Quanti ventilatori accesi, in questi giorni. Quanti ventilatori in vetrina, vari per foggia e per colore. Quanti ventilatori rotti e abbandonati sui marciapiedi. Di notte. Di nascosto. Per fare presto. Per fare prima.

Quella che vi racconto è la storia di uno di loro, di cosa pensò prima, di cosa avvenne dopo.

C’era una volta un ventilatore invidioso. Invidioso di cosa? Invidioso del vento. Invidioso di quel benessere che vedeva negli altri quando sembravano sorridere per quei loro capelli mossi dall’aria, dalla sua aria. Invidioso di quella corrente fresca che sembrava spazzare via dalla stanza dove l’avevano sistemato il calore denso e appiccicoso dell’estate. Invidioso di quel respiro che, involontariamente, elettricamente, velocemente, donava a chi vi soggiornava accanto. A chi l’accendeva con un semplice click del dito più pigro.

“Tutti gioiscono, tranne tu” gli diceva la sua invidia. “Tu lavori, tu, nella tua immobilità, non stai mai fermo, tu giri, giri e giri e loro, guardali… si godono il fresco… senza far niente!”.

Il ventilatore, erano gli ultimi giorni di luglio, arrivò a dirsi che non c’era giustizia in tutto ciò e decise di fermarsi. Ma come? Provò cercando di boicottare i suoi pulsanti: non vi riuscì. Cercò provando a ribaltarsi facendo forza sulle gambe troppo sicure: non ce la fece. Finché avvertì un lieve smuoversi della vite che teneva quella sua ventola attaccata al corpo: aveva appena trovato il suo punto debole.

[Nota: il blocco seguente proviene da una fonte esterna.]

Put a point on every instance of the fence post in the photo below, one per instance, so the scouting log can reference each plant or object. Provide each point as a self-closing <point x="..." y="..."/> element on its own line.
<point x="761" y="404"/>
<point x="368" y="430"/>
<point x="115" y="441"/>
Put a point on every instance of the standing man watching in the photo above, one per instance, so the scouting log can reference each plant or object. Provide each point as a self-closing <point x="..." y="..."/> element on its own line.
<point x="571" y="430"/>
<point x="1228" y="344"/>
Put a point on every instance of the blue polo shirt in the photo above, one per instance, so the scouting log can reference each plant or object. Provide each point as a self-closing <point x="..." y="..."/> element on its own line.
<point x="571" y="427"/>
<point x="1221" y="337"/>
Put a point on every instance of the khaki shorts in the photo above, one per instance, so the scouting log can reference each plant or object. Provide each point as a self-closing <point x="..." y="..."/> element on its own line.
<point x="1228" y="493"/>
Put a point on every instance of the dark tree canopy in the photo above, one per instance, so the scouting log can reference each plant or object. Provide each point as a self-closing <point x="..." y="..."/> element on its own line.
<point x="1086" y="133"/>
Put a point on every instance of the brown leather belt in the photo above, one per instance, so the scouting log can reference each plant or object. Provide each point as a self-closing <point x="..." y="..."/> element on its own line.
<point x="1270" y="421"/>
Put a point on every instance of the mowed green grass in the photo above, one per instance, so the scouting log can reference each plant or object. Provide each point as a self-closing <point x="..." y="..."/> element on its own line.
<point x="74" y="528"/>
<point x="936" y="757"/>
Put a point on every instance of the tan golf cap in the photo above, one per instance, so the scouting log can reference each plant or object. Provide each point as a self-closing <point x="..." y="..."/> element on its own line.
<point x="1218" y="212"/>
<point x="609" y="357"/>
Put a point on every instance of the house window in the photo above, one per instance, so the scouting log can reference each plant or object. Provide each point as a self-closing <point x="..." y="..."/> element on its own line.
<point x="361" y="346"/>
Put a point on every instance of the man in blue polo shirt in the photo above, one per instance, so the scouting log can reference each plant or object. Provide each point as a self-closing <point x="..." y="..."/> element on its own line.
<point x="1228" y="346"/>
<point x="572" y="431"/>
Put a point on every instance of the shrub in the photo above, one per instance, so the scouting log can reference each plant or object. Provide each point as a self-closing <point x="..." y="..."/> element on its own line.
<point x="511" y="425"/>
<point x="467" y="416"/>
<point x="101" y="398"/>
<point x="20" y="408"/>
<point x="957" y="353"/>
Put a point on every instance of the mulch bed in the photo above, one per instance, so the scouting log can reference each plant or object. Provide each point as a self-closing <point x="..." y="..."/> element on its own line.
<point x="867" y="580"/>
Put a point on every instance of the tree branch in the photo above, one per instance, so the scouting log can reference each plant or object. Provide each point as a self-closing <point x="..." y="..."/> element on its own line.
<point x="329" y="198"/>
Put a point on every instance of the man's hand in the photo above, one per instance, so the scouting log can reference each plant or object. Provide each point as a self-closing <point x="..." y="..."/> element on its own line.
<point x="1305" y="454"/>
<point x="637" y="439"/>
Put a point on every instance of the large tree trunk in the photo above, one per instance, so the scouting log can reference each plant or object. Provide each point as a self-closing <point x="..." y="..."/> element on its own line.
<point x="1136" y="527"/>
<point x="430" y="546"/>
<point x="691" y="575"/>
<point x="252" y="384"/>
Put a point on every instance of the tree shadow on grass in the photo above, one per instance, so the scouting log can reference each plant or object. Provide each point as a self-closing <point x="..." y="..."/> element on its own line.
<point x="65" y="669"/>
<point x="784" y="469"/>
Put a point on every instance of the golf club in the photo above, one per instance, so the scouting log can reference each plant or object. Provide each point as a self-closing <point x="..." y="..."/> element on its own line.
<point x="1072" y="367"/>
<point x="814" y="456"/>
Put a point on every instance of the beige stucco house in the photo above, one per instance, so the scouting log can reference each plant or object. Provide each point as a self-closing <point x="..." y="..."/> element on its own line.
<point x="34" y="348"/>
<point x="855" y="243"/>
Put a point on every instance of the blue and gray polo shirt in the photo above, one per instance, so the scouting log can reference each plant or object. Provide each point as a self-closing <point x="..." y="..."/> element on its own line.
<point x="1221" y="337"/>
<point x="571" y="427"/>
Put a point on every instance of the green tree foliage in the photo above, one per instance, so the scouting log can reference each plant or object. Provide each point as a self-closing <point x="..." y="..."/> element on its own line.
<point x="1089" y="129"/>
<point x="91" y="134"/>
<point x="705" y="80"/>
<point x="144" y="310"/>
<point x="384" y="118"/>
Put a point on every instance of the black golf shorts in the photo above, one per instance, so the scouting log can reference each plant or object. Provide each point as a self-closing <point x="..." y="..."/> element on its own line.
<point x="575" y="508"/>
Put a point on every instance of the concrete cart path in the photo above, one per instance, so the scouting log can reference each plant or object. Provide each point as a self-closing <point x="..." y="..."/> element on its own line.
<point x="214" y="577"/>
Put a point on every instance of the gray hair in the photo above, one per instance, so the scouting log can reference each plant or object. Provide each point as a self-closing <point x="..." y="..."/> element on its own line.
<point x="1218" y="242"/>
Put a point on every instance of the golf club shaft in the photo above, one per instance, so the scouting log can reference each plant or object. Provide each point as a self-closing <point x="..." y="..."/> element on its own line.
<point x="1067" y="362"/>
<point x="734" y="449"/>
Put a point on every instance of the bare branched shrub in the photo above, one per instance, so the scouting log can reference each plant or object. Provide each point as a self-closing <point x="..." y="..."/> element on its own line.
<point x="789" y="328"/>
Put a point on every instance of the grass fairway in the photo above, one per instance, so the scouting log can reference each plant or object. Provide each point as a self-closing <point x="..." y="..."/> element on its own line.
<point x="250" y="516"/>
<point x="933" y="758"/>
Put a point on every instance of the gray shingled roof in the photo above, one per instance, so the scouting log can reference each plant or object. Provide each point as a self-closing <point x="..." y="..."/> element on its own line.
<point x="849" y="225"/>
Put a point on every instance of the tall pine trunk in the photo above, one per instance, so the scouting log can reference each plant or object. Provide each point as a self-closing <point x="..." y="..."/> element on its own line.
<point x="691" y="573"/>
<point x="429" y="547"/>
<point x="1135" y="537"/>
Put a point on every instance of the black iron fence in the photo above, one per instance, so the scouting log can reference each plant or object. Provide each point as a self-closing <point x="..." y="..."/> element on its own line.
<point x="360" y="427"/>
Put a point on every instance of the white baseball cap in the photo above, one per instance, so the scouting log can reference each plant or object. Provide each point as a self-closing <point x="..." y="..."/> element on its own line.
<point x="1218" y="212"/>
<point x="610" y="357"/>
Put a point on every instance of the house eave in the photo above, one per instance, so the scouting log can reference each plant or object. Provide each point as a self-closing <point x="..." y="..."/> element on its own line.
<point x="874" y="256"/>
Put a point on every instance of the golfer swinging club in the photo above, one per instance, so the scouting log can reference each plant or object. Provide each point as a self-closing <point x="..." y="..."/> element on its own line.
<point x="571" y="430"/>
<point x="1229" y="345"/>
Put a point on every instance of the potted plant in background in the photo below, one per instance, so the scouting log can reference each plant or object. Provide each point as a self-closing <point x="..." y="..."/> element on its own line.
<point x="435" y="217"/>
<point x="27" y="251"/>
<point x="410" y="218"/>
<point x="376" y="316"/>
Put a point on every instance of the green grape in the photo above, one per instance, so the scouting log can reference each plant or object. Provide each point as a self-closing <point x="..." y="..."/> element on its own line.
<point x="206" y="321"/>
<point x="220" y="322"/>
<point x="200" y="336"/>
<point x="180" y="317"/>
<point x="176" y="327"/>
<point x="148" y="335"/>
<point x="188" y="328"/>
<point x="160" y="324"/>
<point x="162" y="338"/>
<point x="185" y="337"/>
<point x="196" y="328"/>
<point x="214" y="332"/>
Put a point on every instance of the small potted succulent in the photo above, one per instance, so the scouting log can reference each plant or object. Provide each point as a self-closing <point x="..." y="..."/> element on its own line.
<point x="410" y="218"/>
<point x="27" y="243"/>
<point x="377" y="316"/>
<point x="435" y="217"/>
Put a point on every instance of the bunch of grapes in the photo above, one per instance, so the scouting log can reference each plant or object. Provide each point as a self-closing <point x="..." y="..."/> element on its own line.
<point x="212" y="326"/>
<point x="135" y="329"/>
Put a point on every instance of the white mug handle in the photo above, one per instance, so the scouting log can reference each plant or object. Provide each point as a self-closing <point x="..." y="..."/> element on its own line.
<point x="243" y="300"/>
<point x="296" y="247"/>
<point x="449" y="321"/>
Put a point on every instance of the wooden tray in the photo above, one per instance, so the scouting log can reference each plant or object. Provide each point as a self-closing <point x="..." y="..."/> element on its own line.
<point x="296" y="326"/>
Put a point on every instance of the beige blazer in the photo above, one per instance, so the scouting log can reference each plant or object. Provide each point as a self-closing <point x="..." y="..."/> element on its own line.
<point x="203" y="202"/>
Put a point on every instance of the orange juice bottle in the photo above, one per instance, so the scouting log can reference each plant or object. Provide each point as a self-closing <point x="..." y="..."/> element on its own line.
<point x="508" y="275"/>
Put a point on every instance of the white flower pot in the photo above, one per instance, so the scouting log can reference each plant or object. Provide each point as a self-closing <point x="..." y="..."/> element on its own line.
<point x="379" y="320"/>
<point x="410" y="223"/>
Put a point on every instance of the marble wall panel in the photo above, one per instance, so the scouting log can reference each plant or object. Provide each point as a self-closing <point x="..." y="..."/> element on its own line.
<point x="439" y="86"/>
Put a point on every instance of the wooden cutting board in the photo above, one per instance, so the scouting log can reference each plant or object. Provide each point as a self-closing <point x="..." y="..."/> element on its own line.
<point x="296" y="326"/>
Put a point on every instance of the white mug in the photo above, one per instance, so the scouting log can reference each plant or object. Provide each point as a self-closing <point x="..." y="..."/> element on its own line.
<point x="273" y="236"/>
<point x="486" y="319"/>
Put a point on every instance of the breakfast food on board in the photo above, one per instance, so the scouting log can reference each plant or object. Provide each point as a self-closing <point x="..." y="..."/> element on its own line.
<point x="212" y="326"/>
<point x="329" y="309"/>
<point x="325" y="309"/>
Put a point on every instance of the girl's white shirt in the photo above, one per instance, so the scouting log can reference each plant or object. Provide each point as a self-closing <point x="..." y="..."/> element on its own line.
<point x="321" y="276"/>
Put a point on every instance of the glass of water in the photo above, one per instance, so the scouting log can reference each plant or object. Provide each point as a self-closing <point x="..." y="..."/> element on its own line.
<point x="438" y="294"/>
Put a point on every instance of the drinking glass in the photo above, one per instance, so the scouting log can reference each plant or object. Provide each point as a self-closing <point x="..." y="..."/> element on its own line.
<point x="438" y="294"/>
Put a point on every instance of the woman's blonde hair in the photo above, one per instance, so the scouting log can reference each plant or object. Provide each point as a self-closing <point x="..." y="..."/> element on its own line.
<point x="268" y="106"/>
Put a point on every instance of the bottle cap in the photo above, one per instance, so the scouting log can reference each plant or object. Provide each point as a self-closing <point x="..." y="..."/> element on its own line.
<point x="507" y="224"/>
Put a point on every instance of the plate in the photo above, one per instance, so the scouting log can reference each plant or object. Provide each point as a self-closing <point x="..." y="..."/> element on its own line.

Da allora, ogni volta che poteva, cominciò a far girare quella sua ventola sempre più velocemente, cercando di far pressione come poteva su quella vite che sembrava poter cedere. Nessuno se ne accorse. Anzi. Tanto era il caldo che tutti ne furono entusiasti e cominciarono a lodarlo: “Un ventilatore così non s’è mai visto!” - “Che velocità, pazzesco!” - “Questo ventilatore è un vero spettacolo, quasi quasi me lo porto al mare!”.

Le lodi fecero il loro effetto. L’invidia, giorno dopo giorno, si affievolì. E il ventilatore si ritrovò a pensare a quella vite, sempre più vicina dallo scivolare via, con ansia e preoccupazione.

Finché la vite saltò, la ventola si ruppe, il vento si fermò e il ventilatore, nel fresco della notte, fu portato vicino ai cassonetti. L’invidia non disse nulla, in quell’occasione, e il ventilatore passò tutta la notte e il giorno seguente a chiedersi: “Dove sei finita?”. L’indomani fu portato via e del ventilatore che un tempo era stato invidioso non si seppe più nulla.